Forbearance is best suited to situations where the hardship is genuinely temporary. If you have lost a job but have strong prospects, if you are recovering from a medical event, or if you are navigating a short-term disruption to your income, forbearance can be a valuable tool for protecting your home or your credit while you regain your footing.

It is less appropriate as a long-term solution to a structural financial problem. If your income has permanently declined and your regular payments are simply unaffordable going forward, forbearance may delay the harder conversations without ultimately resolving them. In those situations, a loan modification, refinancing, or in the case of a mortgage, a possible sale of the property, may be more appropriate paths to explore.

What to Do If You Think You Need Forbearance

If you are considering forbearance, the most important first step is to contact your lender or servicer before you miss a payment, not after. Lenders have far more flexibility to help borrowers who reach out proactively than those who have already fallen behind and are responding to collection pressure.

For mortgage forbearance, HUD-approved housing counselors can provide free guidance on your options. You can reach HUD’s counseling referral line at 800-569-4287. For federal student loans, your servicer can walk you through all available hardship options, and the Federal Student Aid website at studentaid.gov has detailed information on forbearance and deferment eligibility.

In the meantime, tracking your spending carefully with a budgeting app like YNAB or Monarch Money can help you understand exactly where your money is going and identify any room to reduce expenses while you navigate the hardship. Even modest reductions in discretionary spending can make a real difference when cash flow is tight.

The Long View

Forbearance is not a failure. It is a financial tool, and like all financial tools, it works well when you understand it and use it appropriately.
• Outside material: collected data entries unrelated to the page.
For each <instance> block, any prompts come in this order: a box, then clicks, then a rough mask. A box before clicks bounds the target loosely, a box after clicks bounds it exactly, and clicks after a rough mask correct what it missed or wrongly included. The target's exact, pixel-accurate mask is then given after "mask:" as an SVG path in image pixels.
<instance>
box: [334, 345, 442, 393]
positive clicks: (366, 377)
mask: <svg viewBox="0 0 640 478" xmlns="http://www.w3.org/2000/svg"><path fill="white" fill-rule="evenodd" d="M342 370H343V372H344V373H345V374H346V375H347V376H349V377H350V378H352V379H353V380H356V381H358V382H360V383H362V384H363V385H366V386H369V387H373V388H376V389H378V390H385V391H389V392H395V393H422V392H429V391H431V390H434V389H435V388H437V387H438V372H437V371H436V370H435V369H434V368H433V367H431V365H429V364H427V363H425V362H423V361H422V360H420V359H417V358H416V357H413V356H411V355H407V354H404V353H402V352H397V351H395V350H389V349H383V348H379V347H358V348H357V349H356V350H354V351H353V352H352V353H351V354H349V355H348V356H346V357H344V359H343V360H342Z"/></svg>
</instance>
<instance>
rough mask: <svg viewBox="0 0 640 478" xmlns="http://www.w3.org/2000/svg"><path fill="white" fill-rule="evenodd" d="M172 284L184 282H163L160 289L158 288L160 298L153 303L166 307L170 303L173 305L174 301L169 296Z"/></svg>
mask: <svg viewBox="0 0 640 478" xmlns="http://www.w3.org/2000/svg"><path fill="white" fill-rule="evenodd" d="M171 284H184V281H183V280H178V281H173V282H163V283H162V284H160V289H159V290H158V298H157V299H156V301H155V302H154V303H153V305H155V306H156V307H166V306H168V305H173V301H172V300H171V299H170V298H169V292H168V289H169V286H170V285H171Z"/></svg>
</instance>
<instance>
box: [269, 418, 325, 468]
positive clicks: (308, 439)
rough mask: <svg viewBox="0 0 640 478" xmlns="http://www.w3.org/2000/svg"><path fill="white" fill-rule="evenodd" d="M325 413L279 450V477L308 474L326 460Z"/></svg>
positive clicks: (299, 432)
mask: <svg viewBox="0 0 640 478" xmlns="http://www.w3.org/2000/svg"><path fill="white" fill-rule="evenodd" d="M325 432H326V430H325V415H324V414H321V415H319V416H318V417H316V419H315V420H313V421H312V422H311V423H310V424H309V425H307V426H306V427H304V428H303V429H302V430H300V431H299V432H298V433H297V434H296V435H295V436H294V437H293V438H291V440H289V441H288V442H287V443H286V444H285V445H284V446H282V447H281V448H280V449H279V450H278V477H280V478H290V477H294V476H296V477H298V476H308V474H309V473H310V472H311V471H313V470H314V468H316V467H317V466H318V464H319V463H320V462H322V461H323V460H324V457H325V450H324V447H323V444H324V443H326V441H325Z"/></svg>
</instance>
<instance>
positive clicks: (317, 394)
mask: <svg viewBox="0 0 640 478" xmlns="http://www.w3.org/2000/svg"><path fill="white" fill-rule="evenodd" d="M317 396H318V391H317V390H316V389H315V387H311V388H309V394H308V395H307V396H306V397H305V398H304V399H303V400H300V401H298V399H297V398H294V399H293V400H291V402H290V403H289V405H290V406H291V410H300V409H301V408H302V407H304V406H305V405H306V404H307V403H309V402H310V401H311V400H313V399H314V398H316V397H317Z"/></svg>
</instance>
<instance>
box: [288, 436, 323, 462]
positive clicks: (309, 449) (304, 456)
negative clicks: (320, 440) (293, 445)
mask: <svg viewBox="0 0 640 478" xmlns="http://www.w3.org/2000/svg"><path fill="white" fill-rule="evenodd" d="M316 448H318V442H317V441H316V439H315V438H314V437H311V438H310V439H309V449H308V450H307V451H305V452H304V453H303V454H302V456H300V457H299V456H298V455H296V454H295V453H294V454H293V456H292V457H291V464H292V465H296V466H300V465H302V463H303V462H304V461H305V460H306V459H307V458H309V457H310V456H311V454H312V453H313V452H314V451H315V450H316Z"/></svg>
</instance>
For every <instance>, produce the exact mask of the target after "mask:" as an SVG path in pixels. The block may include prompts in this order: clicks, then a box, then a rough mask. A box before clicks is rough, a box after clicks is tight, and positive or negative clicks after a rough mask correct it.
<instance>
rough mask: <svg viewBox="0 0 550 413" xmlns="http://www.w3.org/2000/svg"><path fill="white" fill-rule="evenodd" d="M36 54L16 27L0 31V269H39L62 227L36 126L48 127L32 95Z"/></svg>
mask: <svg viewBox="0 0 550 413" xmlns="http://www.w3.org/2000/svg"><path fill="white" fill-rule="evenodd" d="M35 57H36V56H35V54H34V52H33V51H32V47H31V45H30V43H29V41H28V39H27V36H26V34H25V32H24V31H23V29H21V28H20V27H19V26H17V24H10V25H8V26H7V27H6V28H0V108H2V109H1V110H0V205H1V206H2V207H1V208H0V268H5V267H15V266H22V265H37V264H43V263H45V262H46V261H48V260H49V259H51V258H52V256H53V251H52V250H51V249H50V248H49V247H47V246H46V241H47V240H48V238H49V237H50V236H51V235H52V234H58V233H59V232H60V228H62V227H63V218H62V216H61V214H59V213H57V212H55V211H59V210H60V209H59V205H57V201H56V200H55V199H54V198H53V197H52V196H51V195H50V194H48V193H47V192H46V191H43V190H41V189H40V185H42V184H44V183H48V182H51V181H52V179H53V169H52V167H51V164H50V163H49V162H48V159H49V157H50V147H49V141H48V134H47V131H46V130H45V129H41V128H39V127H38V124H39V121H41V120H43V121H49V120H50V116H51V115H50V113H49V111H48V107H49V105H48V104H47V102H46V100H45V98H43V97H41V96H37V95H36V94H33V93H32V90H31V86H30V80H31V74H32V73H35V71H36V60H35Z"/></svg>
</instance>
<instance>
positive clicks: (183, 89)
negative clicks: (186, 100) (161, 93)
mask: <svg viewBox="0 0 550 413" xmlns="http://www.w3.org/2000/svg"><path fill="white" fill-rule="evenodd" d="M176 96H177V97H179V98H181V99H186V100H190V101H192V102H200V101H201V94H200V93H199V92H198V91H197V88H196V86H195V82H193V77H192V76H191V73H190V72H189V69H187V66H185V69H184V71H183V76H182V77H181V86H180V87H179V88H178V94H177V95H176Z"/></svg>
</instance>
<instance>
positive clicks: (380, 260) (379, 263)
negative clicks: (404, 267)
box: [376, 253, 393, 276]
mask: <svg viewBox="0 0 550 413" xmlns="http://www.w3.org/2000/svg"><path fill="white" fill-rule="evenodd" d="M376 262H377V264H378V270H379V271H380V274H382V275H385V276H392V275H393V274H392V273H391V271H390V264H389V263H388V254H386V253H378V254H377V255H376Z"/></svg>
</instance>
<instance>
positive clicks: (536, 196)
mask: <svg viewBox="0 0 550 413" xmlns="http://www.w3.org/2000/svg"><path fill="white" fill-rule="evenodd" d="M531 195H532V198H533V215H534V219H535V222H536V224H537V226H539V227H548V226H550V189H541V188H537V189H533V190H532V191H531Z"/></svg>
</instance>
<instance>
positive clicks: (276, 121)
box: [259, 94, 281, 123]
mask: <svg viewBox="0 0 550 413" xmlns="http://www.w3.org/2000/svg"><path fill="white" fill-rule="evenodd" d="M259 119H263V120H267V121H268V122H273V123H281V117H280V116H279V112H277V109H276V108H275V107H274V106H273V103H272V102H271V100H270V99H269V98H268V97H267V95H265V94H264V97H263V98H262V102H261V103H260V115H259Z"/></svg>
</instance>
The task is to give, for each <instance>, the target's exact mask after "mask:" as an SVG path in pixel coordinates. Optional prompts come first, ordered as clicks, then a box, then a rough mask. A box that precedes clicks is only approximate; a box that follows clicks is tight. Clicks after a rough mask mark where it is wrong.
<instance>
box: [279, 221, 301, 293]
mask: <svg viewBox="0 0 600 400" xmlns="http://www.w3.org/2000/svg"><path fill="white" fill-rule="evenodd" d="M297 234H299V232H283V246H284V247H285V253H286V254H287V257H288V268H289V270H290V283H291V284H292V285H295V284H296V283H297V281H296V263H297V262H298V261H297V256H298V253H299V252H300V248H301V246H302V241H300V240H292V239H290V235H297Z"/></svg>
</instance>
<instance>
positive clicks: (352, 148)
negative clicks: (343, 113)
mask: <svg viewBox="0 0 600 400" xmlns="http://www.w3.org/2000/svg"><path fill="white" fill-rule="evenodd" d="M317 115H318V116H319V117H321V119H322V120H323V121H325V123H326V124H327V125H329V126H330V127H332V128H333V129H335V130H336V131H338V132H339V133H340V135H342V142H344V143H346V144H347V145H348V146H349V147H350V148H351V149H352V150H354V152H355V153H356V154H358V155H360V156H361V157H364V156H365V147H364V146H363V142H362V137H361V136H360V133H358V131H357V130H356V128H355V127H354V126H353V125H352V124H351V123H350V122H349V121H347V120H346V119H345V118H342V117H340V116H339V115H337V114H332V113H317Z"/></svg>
The borrowers who get into serious trouble with forbearance are usually those who entered it without fully understanding the repayment terms, or who used it to avoid facing a more fundamental problem with their budget.

Books like The Total Money Makeover by Dave Ramsey and Your Money or Your Life by Vicki Robin are worth reading not just for their practical frameworks but for the way they reframe the relationship between financial stress and financial behavior. Understanding your own psychology around money is often as important as understanding the mechanics of any particular financial product. Forbearance included.